Facebook bows down to hate speech protests, promises to review policies
After two weeks of protests and online campaigning against violent and hate speech, social media website Facebook has bowed down and agreed to review its flawed content policies and guidelines.
London: After two weeks of protests and online campaigning against violent and hate speech, social media website Facebook has bowed down and agreed to review its flawed content policies and guidelines.
Campaigns by the U.S.-based Women, Action and Media, and the Everyday Sexism Project - a UK based Twitter feed, have demanded the removal of supposedly humorous content endorsing rape and domestic violence, according to a Fox News report.

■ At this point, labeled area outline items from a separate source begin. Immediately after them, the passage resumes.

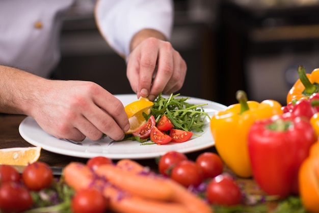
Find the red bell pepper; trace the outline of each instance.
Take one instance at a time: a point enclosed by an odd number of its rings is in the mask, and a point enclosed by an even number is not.
[[[248,150],[261,190],[282,198],[299,194],[298,170],[316,140],[308,119],[290,113],[256,121],[248,132]]]
[[[289,112],[295,116],[304,116],[310,119],[319,112],[319,93],[314,93],[308,99],[290,102],[282,109],[284,113]]]

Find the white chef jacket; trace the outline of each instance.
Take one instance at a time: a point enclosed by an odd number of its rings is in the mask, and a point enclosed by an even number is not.
[[[60,58],[63,14],[74,0],[1,0],[0,65],[48,77]],[[95,18],[102,36],[127,57],[132,37],[143,29],[169,38],[171,0],[98,0]]]

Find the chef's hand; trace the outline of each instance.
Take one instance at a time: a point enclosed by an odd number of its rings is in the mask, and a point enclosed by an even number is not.
[[[103,134],[114,140],[124,138],[128,119],[110,93],[90,82],[45,81],[44,87],[35,88],[38,101],[29,113],[44,131],[75,141],[98,140]]]
[[[186,75],[187,65],[165,37],[152,30],[143,30],[132,39],[127,76],[138,97],[153,100],[161,92],[179,90]]]

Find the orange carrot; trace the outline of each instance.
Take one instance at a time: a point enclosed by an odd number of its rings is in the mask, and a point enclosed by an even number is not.
[[[170,201],[173,190],[167,179],[149,174],[135,173],[122,170],[111,164],[100,165],[94,172],[119,188],[145,198]]]
[[[126,169],[127,171],[139,174],[145,172],[145,168],[137,162],[128,159],[119,161],[117,166],[121,169]],[[192,212],[211,212],[212,209],[209,206],[196,195],[191,193],[184,187],[179,184],[170,179],[167,179],[167,182],[174,191],[172,201],[182,204]]]
[[[76,191],[94,187],[103,192],[109,201],[110,209],[120,213],[190,213],[178,203],[146,199],[119,189],[98,177],[85,165],[71,163],[63,172],[64,180]]]

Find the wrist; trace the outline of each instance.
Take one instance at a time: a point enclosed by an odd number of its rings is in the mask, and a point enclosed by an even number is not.
[[[148,38],[155,38],[163,41],[167,41],[164,35],[160,32],[152,29],[143,29],[137,33],[131,39],[129,44],[129,51],[130,52],[139,44],[142,43],[144,40]]]

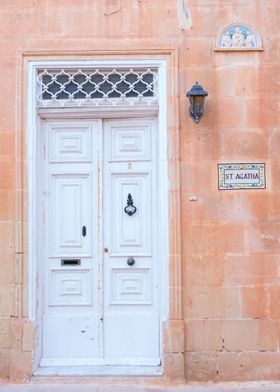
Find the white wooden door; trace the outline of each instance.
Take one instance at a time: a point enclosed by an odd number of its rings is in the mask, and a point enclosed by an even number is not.
[[[106,121],[104,135],[104,356],[158,365],[155,121]]]
[[[41,366],[158,365],[156,122],[43,134]]]

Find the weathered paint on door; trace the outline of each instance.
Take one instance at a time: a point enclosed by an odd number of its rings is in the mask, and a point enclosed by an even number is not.
[[[43,133],[41,366],[157,365],[156,121],[53,120]]]

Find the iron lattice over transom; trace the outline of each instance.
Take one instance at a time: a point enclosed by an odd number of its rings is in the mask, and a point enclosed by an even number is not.
[[[43,69],[38,106],[158,105],[157,68]]]

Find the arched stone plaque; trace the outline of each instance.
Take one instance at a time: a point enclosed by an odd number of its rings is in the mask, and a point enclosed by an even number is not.
[[[220,31],[216,50],[262,50],[261,37],[251,27],[233,23]]]

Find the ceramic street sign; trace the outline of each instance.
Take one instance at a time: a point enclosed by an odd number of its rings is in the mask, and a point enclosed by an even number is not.
[[[218,164],[219,189],[264,189],[264,163]]]

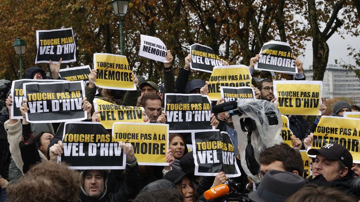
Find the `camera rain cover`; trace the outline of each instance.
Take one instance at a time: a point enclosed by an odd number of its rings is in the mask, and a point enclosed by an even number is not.
[[[284,142],[279,135],[282,123],[281,114],[276,104],[264,100],[240,100],[238,101],[238,108],[242,115],[233,116],[232,121],[238,133],[242,166],[248,176],[256,183],[259,183],[260,179],[252,174],[246,165],[246,149],[248,146],[248,132],[242,130],[240,120],[248,117],[255,122],[256,128],[252,133],[251,144],[254,148],[255,159],[260,165],[259,156],[262,152],[266,148]],[[246,126],[244,126],[246,128]]]

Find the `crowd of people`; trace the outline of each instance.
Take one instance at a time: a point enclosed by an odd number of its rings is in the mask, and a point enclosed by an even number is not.
[[[258,55],[251,58],[248,69],[250,74],[258,60]],[[164,63],[164,88],[146,81],[142,76],[134,75],[136,91],[100,89],[96,87],[96,70],[91,71],[88,84],[85,87],[86,96],[82,109],[87,112],[84,121],[98,121],[99,112],[94,110],[93,101],[100,98],[112,103],[142,106],[144,109],[144,122],[166,123],[164,111],[166,93],[201,94],[208,92],[206,81],[190,80],[192,74],[192,56],[185,58],[185,66],[172,66],[174,58],[168,50],[168,62]],[[302,63],[294,58],[298,73],[294,79],[305,80]],[[222,60],[223,65],[228,65]],[[60,79],[60,64],[50,64],[52,79]],[[26,78],[46,78],[46,72],[38,67],[27,69]],[[274,102],[272,80],[265,78],[252,86],[256,99]],[[100,92],[96,94],[96,90]],[[166,162],[169,166],[139,166],[133,146],[120,143],[126,156],[124,170],[71,170],[64,163],[58,163],[58,156],[64,152],[62,142],[63,123],[30,123],[25,118],[28,110],[26,101],[20,108],[22,120],[12,119],[12,95],[6,101],[7,110],[3,111],[0,125],[1,162],[0,162],[0,202],[206,202],[222,201],[224,197],[207,200],[204,193],[228,181],[226,173],[220,172],[215,177],[194,175],[195,164],[192,152],[187,145],[192,144],[189,133],[170,133]],[[220,99],[214,105],[224,102]],[[326,107],[323,104],[320,110],[324,114]],[[338,102],[332,116],[342,116],[344,112],[358,111],[358,107],[351,106],[344,101]],[[239,197],[254,202],[354,202],[359,200],[358,191],[352,190],[352,184],[358,183],[360,165],[353,164],[350,153],[342,145],[329,144],[320,149],[310,149],[308,154],[312,162],[312,175],[302,178],[304,166],[300,149],[311,147],[314,135],[320,117],[310,124],[302,116],[288,116],[289,127],[294,135],[292,147],[282,143],[266,148],[260,154],[258,176],[261,183],[256,183],[242,168],[240,156],[235,150],[236,161],[242,175],[232,178],[238,185]],[[231,114],[228,112],[211,115],[210,124],[221,131],[226,132],[234,148],[238,147],[238,133]]]

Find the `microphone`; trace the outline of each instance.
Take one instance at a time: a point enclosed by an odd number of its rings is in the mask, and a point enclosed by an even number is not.
[[[212,107],[212,113],[218,114],[221,112],[227,112],[228,111],[238,109],[238,102],[232,101],[225,102],[222,104],[215,105]]]
[[[228,186],[222,184],[205,192],[204,197],[206,200],[210,200],[221,197],[228,193]]]

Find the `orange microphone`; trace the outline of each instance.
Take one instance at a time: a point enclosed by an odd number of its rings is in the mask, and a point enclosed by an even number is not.
[[[226,185],[222,184],[205,192],[204,197],[207,200],[210,200],[221,197],[228,193],[228,187]]]

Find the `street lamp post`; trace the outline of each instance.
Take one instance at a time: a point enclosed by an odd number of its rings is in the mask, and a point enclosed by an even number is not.
[[[120,27],[120,47],[121,48],[122,55],[124,55],[124,41],[122,39],[122,22],[124,22],[123,16],[124,16],[128,12],[128,7],[130,0],[112,0],[112,3],[114,9],[115,15],[120,16],[119,26]]]
[[[20,56],[20,79],[22,79],[22,54],[25,54],[26,43],[24,40],[20,39],[20,37],[18,37],[14,41],[12,47],[14,47],[16,54]]]

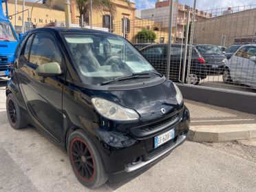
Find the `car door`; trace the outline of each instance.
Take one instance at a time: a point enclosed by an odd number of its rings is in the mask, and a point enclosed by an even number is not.
[[[28,37],[19,58],[18,72],[28,109],[36,122],[52,136],[60,140],[63,134],[62,92],[65,73],[61,76],[43,77],[38,66],[56,62],[65,72],[65,63],[58,43],[48,33]]]
[[[244,84],[253,87],[256,87],[256,62],[252,61],[252,56],[256,56],[256,47],[248,46],[246,49],[246,58],[242,69],[242,77]]]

Although Facebook`s policy forbids posting content that is `hate speech, threatening, pornographic, incites violence or contains nudity or graphic or gratuitous violence`, the site has allowed pages about attacking, raping, and abusing women which include graphic and offensive images.

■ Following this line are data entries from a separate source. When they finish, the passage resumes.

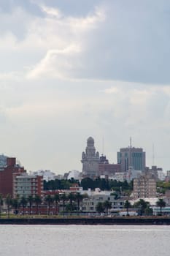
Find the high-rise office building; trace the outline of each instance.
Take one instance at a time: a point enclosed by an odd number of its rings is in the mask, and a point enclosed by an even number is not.
[[[130,167],[136,170],[144,171],[145,162],[145,152],[143,151],[143,148],[130,146],[120,148],[120,152],[117,152],[117,163],[121,165],[123,172],[126,172]]]
[[[85,152],[82,154],[82,176],[94,178],[98,175],[99,153],[96,152],[94,140],[89,137],[87,140]]]

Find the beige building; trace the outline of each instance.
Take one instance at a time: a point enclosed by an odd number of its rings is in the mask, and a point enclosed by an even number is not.
[[[156,181],[152,173],[141,175],[134,179],[134,199],[156,197]]]

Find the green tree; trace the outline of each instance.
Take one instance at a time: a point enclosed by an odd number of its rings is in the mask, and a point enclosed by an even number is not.
[[[69,208],[70,208],[70,211],[72,212],[72,211],[73,211],[74,209],[74,206],[73,206],[73,202],[74,202],[74,200],[75,200],[75,196],[74,196],[74,195],[73,193],[71,192],[71,193],[69,193],[69,194],[68,195],[67,198],[68,198],[69,200],[69,205],[70,205]]]
[[[82,195],[81,195],[79,192],[77,192],[75,194],[75,200],[76,200],[77,203],[77,211],[80,211],[80,202],[82,200],[82,199],[83,199]]]
[[[104,209],[106,209],[107,211],[107,216],[108,215],[108,210],[111,209],[112,208],[112,203],[109,202],[109,200],[106,200],[103,203]]]
[[[42,198],[39,195],[36,195],[34,201],[36,204],[36,214],[39,214],[39,206],[42,203]]]
[[[34,202],[34,197],[32,195],[29,195],[27,198],[28,203],[29,204],[29,215],[31,214],[32,204]]]
[[[58,203],[60,202],[60,195],[58,193],[55,193],[54,195],[53,200],[55,205],[55,214],[57,215],[59,212]]]
[[[18,214],[20,208],[20,199],[19,197],[16,197],[12,200],[12,206],[15,209],[15,214]]]
[[[104,211],[104,206],[101,202],[98,202],[96,206],[96,210],[98,214],[101,214]]]
[[[47,214],[50,215],[50,206],[51,206],[51,203],[53,202],[53,198],[52,197],[52,196],[50,195],[47,195],[45,197],[45,201],[47,204]]]
[[[162,208],[166,207],[166,202],[163,201],[162,198],[159,198],[159,200],[156,202],[156,206],[160,207],[160,214],[162,215]]]
[[[1,217],[1,208],[4,204],[3,197],[2,195],[0,194],[0,218]]]
[[[24,196],[23,196],[20,198],[20,204],[22,206],[22,212],[23,212],[23,214],[24,215],[24,208],[26,207],[26,204],[27,204],[27,200]]]
[[[150,203],[145,201],[144,199],[140,199],[134,206],[138,208],[139,214],[142,216],[144,214],[145,209],[150,207]]]
[[[126,200],[126,201],[125,202],[125,203],[124,203],[124,207],[125,208],[125,209],[126,209],[126,212],[127,212],[127,216],[129,216],[129,214],[128,214],[128,209],[129,209],[129,208],[131,208],[131,203],[128,200]]]
[[[9,218],[9,213],[10,213],[10,207],[12,204],[12,199],[11,197],[11,195],[7,194],[5,198],[5,203],[7,204],[7,214],[8,214],[8,218]]]

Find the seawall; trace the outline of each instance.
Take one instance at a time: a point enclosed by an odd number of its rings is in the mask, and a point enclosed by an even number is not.
[[[170,225],[166,217],[123,217],[123,218],[9,218],[0,219],[0,225]]]

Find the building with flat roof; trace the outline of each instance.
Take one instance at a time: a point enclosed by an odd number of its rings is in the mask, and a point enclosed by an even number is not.
[[[142,148],[131,146],[120,148],[117,152],[117,163],[121,165],[121,171],[127,172],[131,167],[134,170],[144,171],[146,166],[145,155]]]
[[[28,173],[13,174],[13,197],[28,197],[30,195],[43,195],[43,176]]]
[[[153,174],[141,175],[134,179],[133,196],[134,199],[156,197],[156,181]]]
[[[25,173],[24,167],[16,165],[15,157],[7,157],[6,165],[0,167],[0,194],[6,197],[12,195],[12,176],[14,173]]]

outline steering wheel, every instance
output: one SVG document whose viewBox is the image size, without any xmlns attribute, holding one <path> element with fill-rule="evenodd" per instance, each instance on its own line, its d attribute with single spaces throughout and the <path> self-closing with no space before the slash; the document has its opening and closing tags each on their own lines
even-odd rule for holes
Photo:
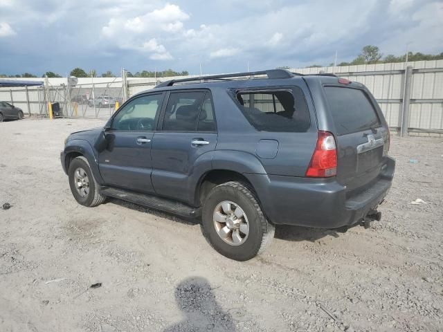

The protest gained momentum when tens of thousands of tweets and emails using the hash tag #Fbrape were sent to the social network`s advertisers.
Earlier, Facebook denied the complaints citing freedom of speech, saying that people posting distasteful or vulgar content does not infringe the company`s policies.

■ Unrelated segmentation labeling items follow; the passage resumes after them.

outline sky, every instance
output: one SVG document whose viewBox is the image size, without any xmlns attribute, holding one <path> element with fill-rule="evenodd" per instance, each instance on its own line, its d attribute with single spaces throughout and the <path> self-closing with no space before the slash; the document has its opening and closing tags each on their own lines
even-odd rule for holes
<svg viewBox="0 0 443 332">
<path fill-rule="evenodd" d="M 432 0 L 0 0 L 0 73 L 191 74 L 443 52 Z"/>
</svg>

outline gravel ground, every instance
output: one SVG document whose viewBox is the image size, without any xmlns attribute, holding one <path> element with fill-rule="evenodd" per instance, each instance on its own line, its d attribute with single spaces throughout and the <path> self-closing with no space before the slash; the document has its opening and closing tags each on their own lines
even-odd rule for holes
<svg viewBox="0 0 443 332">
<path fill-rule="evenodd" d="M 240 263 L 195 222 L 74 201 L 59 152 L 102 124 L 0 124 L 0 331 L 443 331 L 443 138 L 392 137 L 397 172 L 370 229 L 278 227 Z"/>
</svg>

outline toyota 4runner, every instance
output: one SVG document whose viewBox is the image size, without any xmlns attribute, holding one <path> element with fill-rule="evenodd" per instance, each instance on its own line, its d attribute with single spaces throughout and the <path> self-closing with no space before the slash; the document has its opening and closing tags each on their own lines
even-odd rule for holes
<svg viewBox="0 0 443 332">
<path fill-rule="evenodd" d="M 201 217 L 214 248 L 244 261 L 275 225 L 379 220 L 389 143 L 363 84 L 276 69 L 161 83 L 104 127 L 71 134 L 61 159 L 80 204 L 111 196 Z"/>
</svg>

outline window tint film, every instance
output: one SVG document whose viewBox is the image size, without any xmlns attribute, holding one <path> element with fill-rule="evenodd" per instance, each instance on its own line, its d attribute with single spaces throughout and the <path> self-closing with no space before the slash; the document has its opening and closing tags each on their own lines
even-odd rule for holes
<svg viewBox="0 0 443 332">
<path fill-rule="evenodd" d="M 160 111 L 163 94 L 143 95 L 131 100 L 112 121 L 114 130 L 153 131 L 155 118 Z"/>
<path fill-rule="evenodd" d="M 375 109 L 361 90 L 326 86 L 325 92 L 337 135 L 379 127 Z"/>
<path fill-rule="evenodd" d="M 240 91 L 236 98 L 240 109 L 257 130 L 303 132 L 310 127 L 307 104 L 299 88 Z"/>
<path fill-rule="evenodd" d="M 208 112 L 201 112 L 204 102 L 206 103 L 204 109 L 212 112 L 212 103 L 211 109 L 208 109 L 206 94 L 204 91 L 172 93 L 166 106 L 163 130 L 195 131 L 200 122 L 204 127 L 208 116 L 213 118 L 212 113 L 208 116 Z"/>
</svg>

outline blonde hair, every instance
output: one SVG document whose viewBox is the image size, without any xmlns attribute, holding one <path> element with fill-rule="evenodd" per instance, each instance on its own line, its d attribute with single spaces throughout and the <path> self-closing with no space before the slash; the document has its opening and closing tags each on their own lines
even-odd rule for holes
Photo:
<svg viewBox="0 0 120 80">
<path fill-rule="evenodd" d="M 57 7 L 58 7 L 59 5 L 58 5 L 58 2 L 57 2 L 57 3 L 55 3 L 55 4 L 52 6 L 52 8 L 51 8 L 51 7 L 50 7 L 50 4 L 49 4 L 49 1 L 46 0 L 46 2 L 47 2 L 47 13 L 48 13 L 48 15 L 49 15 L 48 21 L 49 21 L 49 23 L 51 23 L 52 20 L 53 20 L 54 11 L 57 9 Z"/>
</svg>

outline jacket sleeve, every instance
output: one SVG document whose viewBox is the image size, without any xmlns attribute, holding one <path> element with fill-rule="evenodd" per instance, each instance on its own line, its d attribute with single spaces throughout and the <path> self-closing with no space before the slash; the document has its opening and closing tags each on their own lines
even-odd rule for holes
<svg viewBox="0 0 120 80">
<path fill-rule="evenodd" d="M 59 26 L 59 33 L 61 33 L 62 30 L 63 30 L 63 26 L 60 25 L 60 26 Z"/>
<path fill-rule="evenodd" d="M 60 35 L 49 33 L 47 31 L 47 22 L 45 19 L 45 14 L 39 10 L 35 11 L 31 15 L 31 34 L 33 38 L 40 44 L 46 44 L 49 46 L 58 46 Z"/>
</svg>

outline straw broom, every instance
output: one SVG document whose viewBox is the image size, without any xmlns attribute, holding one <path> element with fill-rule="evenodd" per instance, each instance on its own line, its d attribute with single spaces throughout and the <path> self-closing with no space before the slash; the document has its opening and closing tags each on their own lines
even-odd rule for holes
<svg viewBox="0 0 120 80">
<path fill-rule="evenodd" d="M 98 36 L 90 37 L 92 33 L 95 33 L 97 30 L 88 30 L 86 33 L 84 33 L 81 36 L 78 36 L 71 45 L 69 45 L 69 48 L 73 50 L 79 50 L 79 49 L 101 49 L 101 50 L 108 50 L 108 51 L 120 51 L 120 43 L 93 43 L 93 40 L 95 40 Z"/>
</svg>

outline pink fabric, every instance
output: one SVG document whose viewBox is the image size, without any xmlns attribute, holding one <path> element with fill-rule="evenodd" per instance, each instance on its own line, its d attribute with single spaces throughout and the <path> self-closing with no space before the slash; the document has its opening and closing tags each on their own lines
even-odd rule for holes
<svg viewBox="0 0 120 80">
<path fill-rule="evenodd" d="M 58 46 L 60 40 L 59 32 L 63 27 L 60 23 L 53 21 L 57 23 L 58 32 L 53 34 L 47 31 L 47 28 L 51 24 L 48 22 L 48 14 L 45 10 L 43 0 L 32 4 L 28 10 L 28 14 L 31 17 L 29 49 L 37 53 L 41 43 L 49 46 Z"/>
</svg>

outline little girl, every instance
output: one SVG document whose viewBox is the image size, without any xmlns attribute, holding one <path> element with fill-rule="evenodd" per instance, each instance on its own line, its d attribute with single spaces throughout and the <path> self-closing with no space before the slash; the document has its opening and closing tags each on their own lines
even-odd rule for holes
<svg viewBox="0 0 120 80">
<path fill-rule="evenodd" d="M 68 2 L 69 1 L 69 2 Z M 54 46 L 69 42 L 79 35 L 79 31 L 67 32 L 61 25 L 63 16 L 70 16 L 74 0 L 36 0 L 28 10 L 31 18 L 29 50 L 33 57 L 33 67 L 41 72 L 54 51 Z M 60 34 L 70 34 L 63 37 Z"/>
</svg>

However, with about 15 advertises, including Nissan UK, Nationwide UK, J Street and WestHost pulling out their ads, Facebook had to bow down to the protests.
Companies like Dove, Audible.com and Procter and Gamble said that they do not decide on which page their adverts appear on.
Facebook has promised to review and update its guidelines and balance free speech with a policy banning hate speech.
The report further said that Facebook accepted the company`s systems failing to identify and remove hate speech or violent content as effectively as expected especially around issues of gender-based hate.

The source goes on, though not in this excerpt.